Elisabetta Favale
E(li's)books
22 Giugno Giu 2017 0731 22 giugno 2017

Matteo Pericoli e l’architettura delle Notti Bianche di Dostoevskij

Dostoevsky Elevationsmall Size

Oggi vi voglio parlare di Matteo Pericoli, il fondatore di un laboratorio speciale, il Laboratory of Literary Architecture.

Cosa fa esattamente? Trasforma i libri in progetti di architettura.

Nel sito del laboratorio dice: “quante volte leggendo un libro avete avuto l’impressione di trovarvi all’interno di una costruzione? Di una struttura? Non solo nel senso di struttura architettonica ma anche nel senso di spazio letterario! Le metafore dell’architettura spesso sono usate per descrivere la letteratura, si dice, ad esempio, architettura del romanzo, parimenti, ogni progetto architettonico ha una struttura narrativa. Il laboratorio di architettura letteraria non fa altro che esplorare le storie senza ricorrere alle parole, ne sviluppa e narra gli spazi”

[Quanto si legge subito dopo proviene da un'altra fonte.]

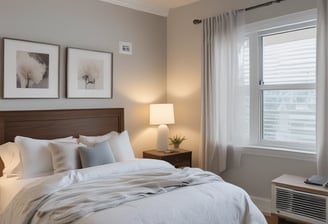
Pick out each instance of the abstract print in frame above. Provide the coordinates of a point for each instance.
(31, 69)
(89, 73)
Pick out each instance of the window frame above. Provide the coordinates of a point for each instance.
(256, 31)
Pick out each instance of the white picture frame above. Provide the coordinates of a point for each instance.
(89, 73)
(31, 69)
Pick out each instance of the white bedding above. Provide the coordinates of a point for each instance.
(209, 202)
(9, 187)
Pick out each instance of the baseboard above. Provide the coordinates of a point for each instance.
(264, 204)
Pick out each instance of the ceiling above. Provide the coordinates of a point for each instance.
(157, 7)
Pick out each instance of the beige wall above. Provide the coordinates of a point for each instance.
(184, 88)
(138, 79)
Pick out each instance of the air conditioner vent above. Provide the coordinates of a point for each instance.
(301, 204)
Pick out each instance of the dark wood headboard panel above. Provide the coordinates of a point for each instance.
(49, 124)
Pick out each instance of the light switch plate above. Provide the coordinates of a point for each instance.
(125, 48)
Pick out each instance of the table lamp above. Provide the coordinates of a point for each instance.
(161, 114)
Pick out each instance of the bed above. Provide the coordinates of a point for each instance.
(123, 189)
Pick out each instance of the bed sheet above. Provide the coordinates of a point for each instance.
(9, 187)
(212, 203)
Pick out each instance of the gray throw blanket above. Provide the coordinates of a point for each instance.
(75, 198)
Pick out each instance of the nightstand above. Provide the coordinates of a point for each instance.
(181, 158)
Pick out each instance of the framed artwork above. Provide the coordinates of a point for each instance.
(89, 73)
(31, 69)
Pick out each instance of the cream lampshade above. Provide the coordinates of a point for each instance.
(161, 114)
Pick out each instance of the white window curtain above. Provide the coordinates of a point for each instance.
(225, 92)
(322, 88)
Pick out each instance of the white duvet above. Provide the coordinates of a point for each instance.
(139, 191)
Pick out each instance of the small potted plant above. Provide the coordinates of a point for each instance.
(176, 140)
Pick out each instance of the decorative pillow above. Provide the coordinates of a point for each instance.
(98, 155)
(121, 147)
(9, 153)
(93, 140)
(65, 156)
(119, 143)
(35, 156)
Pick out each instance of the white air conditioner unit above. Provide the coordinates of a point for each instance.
(298, 205)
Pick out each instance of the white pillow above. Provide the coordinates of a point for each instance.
(65, 156)
(121, 147)
(9, 153)
(35, 156)
(119, 143)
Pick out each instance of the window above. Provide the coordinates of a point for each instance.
(282, 71)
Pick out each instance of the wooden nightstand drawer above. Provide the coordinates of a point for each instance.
(181, 158)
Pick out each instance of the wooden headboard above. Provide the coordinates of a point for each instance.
(49, 124)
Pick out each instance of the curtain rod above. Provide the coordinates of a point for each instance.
(198, 21)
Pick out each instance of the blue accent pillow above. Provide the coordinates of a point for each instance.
(98, 155)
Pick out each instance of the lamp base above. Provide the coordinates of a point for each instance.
(162, 137)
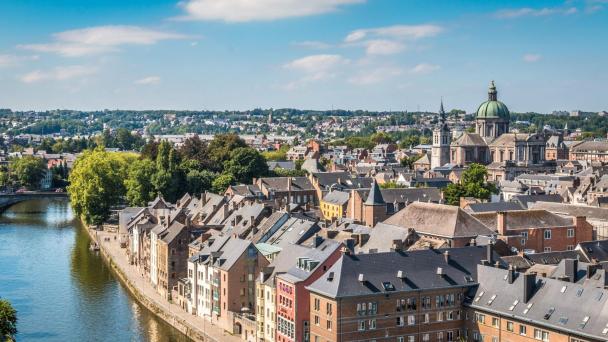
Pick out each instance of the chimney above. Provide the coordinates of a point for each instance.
(490, 253)
(318, 240)
(591, 269)
(501, 222)
(397, 245)
(511, 274)
(529, 286)
(571, 266)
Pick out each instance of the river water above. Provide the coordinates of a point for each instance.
(62, 290)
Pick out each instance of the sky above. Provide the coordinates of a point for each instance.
(307, 54)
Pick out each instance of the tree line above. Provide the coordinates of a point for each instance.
(100, 180)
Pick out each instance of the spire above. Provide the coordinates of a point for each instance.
(492, 94)
(442, 112)
(375, 196)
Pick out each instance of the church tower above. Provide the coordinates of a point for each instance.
(440, 152)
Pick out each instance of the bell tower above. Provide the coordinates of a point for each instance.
(440, 152)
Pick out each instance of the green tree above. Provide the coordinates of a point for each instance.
(221, 147)
(222, 182)
(472, 184)
(96, 183)
(244, 164)
(8, 321)
(138, 185)
(28, 171)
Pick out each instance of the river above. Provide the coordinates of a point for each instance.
(63, 291)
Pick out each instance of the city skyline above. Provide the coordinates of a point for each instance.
(348, 54)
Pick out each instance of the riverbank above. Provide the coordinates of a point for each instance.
(194, 327)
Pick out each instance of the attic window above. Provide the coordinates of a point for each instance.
(388, 286)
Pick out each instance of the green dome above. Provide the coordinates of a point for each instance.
(492, 109)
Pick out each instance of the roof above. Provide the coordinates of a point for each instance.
(280, 183)
(593, 213)
(419, 271)
(554, 304)
(469, 139)
(438, 220)
(494, 206)
(525, 219)
(590, 146)
(375, 196)
(337, 197)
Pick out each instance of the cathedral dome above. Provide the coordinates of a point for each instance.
(492, 109)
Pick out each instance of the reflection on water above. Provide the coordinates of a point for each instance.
(62, 290)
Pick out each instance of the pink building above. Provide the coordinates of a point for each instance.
(293, 298)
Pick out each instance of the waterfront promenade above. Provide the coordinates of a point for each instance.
(195, 327)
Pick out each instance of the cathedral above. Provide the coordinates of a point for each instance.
(505, 154)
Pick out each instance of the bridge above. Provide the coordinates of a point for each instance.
(8, 199)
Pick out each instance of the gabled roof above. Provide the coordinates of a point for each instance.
(419, 271)
(525, 219)
(554, 304)
(438, 220)
(375, 196)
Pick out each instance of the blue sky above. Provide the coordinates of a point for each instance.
(310, 54)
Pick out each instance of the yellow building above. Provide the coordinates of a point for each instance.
(334, 204)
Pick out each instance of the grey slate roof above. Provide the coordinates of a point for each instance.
(569, 303)
(375, 196)
(494, 206)
(439, 220)
(420, 269)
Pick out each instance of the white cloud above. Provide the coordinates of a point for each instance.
(100, 39)
(424, 68)
(534, 12)
(316, 63)
(383, 47)
(150, 80)
(14, 60)
(375, 76)
(255, 10)
(531, 58)
(411, 32)
(315, 68)
(312, 44)
(59, 74)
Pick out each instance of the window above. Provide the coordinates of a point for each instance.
(361, 325)
(522, 330)
(400, 321)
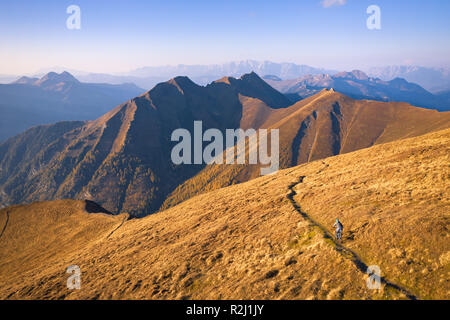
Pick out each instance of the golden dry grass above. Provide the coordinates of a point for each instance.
(249, 241)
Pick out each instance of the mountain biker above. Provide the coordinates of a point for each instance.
(339, 228)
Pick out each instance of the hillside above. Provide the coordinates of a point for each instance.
(268, 238)
(358, 85)
(324, 125)
(122, 160)
(56, 97)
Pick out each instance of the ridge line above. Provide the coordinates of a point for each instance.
(344, 251)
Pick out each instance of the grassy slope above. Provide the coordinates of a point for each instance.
(249, 241)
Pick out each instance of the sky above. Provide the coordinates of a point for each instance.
(118, 36)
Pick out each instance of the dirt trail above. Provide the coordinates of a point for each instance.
(345, 252)
(6, 224)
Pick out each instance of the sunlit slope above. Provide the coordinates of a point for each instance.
(321, 126)
(268, 238)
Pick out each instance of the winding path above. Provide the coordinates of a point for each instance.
(345, 252)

Poi cita Alice Munro quando dice che:

“A story is not like a road to follow … it’s more like a house. You go inside and stay there for a while, wandering back and forth and settling where you like and discovering how the room and corridors relate to each other, how the world outside is altered by being viewed from these windows. And you, the visitor, the reader, are altered as well by being in this enclosed space, whether it is ample and easy or full of crooked turns, or sparsely or opulently furnished. You can go back again and again, and the house, the story, always contains more than you saw the last time. It also has a sturdy sense of itself of being built out of its own necessity, not just to shelter or beguile you.”

Quello che la Munro vuol dire è che una storia non è come una strada ma è più come una casa in cui entri e rimani per un po’ vagando da una stanza all’altra, scoprendo i corridoi guardando come il mondo esterno appare dalle finestre, il lettore stesso risulta diverso in questo spazio in cui può tornare più volte e riscoprire ogni volta aspetti diversi.

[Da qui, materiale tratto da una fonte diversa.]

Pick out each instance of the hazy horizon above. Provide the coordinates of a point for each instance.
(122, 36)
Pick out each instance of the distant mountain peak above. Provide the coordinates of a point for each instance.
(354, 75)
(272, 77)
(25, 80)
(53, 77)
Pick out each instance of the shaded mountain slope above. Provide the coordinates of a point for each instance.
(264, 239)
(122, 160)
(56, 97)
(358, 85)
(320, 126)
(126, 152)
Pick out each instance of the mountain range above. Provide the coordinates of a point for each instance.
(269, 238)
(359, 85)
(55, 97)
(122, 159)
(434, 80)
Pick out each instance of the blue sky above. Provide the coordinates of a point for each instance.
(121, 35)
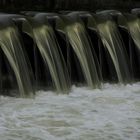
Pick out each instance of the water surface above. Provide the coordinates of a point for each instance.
(112, 113)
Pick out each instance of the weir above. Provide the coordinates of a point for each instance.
(56, 50)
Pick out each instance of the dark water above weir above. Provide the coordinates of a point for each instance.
(91, 60)
(54, 51)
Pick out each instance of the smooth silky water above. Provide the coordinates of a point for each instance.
(109, 111)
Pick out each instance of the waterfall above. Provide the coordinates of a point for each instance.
(12, 48)
(43, 35)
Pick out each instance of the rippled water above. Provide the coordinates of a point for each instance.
(112, 113)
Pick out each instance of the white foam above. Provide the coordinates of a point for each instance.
(109, 113)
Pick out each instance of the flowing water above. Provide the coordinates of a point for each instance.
(112, 113)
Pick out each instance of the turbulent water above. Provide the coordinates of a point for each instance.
(112, 113)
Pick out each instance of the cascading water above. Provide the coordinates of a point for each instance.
(45, 39)
(78, 38)
(37, 48)
(11, 46)
(112, 41)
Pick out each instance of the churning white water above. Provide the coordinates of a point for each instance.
(112, 113)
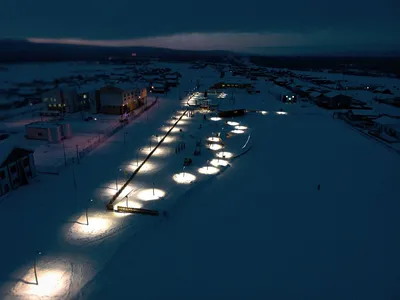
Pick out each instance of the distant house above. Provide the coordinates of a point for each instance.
(382, 90)
(158, 88)
(48, 131)
(389, 125)
(63, 99)
(117, 99)
(172, 80)
(225, 85)
(334, 100)
(17, 167)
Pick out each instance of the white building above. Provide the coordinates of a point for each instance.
(63, 99)
(48, 131)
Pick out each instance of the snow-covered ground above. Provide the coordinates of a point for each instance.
(256, 229)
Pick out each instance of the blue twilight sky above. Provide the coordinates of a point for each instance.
(229, 25)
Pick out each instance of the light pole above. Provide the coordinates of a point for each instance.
(125, 133)
(137, 157)
(87, 208)
(116, 179)
(38, 253)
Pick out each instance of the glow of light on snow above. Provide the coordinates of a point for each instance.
(214, 139)
(175, 129)
(218, 162)
(215, 147)
(53, 284)
(225, 155)
(160, 151)
(208, 170)
(237, 131)
(232, 123)
(169, 139)
(131, 203)
(184, 178)
(149, 194)
(147, 167)
(98, 225)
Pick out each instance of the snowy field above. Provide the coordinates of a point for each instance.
(253, 227)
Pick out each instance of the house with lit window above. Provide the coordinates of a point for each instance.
(64, 99)
(17, 167)
(119, 99)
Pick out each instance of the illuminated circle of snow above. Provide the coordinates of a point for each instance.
(131, 203)
(218, 162)
(215, 119)
(169, 139)
(184, 178)
(208, 170)
(97, 227)
(224, 154)
(237, 131)
(232, 123)
(53, 283)
(147, 167)
(215, 147)
(214, 139)
(149, 194)
(160, 151)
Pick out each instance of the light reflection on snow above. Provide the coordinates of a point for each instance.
(208, 170)
(237, 131)
(184, 178)
(54, 283)
(215, 147)
(150, 194)
(218, 162)
(99, 224)
(224, 154)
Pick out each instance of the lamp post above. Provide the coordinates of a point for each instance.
(38, 253)
(87, 208)
(125, 133)
(137, 157)
(116, 179)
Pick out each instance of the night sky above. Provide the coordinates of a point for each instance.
(227, 25)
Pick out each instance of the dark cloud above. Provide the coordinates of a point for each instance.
(341, 20)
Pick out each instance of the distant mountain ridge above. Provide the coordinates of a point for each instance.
(25, 51)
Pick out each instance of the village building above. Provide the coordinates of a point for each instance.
(63, 99)
(17, 167)
(388, 125)
(120, 99)
(48, 131)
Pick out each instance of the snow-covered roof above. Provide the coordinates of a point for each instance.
(333, 94)
(385, 120)
(42, 125)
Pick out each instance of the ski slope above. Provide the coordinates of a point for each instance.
(260, 229)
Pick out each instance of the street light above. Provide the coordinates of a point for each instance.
(137, 157)
(87, 207)
(125, 133)
(116, 179)
(38, 253)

Una storia che Pericoli ha disegnato è Le notti bianche di Fëdor Dostoevskij, la storia di questo romanzo breve la conosciamo tutti: il protagonista è un uomo solitario, un sognatore che gira di notte nella San Pietroburgo della metà dell’Ottocento, durante una delle sue passeggiate incontra una giovanissima ragazza, Nasten'ka e con lei, nelle quattro notti in cui si snoda la storia, riscopre il sentimento dell’amore.

Un incontro di due solitudini, di due vite vissute nel disagio sociale e nella delusione dell’amore non ricambiato.

Su questo tema Pericoli ha disegnato una San Pietroburgo molto particolare, sui sentimenti del protagonista che per un attimo ha la sensazione di farcela, di poter uscire dalla solitudine sperando in un amore ricambiato invece Nasten'ka ritrova il suo di amore e a quel punto ogni speranza per il nostro sognatore diviene vana.

“Il grattacielo si alza con fatica dalla città. Con questa inclinazione, ben inferiore ai 45 gradi, il peso grava ancor di più sul tessuto urbano. Nell’ascesa, ognuno dei quattro elementi che lo compongono vanno alleggerendosi, diventando così sempre più aerei. Visto dall’alto, il grattacielo sembra non esistere, perché la sua massa volumetrica insiste sui vuoti della città. Da lassù, la sua forma coincide con quella delle strade e delle piazze, degli angoli e dei viali – è come se si mimetizzasse.

All’apice della successione dei quattro volumi c’è un piccolo ulteriore elemento – una sorta di terrazza o belvedere: un punto di vista su una città ormai lontana e offuscata, da dove, in solitudine, potremo intravedere l’ultimo raggio di sole prima del crepuscolo.”